Le crédit pourrait devenir plus rare en Chine

Rédigé le 23 novembre 2017 par | A la une, Analyses indices, Asiatiques Imprimer

ChineSpectaculaire correction boursière en Chine à Shanghai (-2,25%) et à Shenzhen (-2,9%). La chute est si brutale et profonde qu’elle efface tous les gains engrangés depuis le 6 octobre dernier à Shanghai. En effet, la clôture du SSE affiche 3 352 ce jeudi et 3 342 au plus bas en séance). A Shenzhen, ce sont les gains engrangés depuis fin août qui partent en fumée.
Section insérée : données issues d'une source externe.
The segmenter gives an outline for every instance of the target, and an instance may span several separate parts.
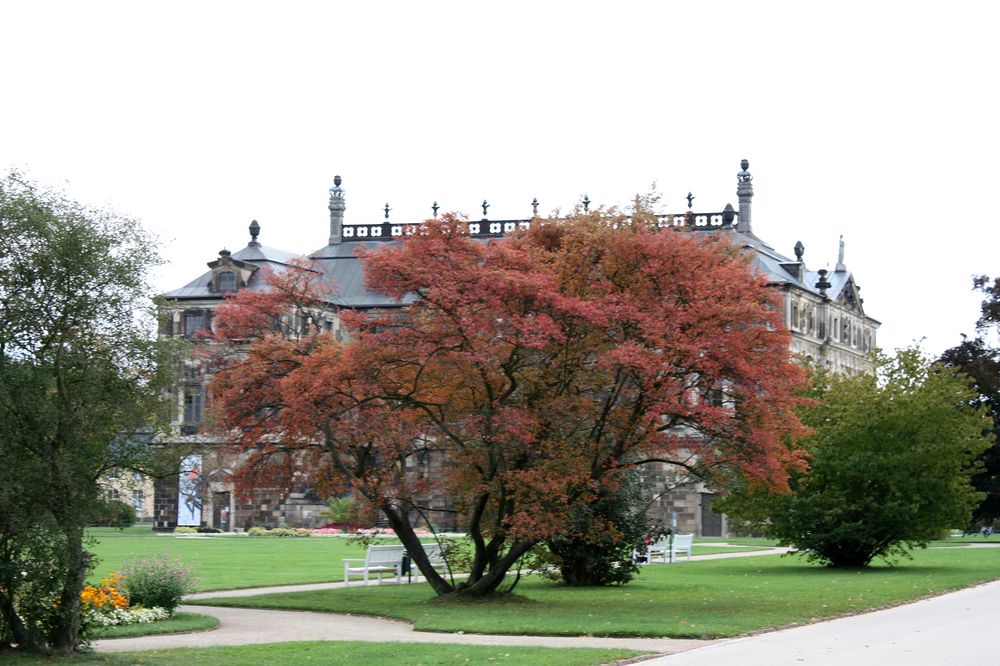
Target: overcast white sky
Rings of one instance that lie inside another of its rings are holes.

Le SSE – principal baromètre de la santé des actions chinoises – menace le support des 3 339. Ce dernier a été testé les 25 et 28 septembre derniers. L’indice s’apprêtait alors à franchir le zénith annuel des 3 440 la veille (3 442 au plus haut). Il se trouvait ainsi dans le sillage de la Bourse de Hong Kong qui pulvérisait la veille des sommets plus approchés depuis 10 ans (rally haussier de fin 2007).

Qu’est ce qui a fait dérailler les Bourses chinoises ?

Des indices PMI (indicateurs avancés d’activité économique) un peu faibles. Notons également des soucis du côté du marché du crédit. En effet, la crainte d’une mise en place de nouvelles restrictions prend le contre-pied de l’orgie d’offre d’argent des 9 premiers mois de l’année.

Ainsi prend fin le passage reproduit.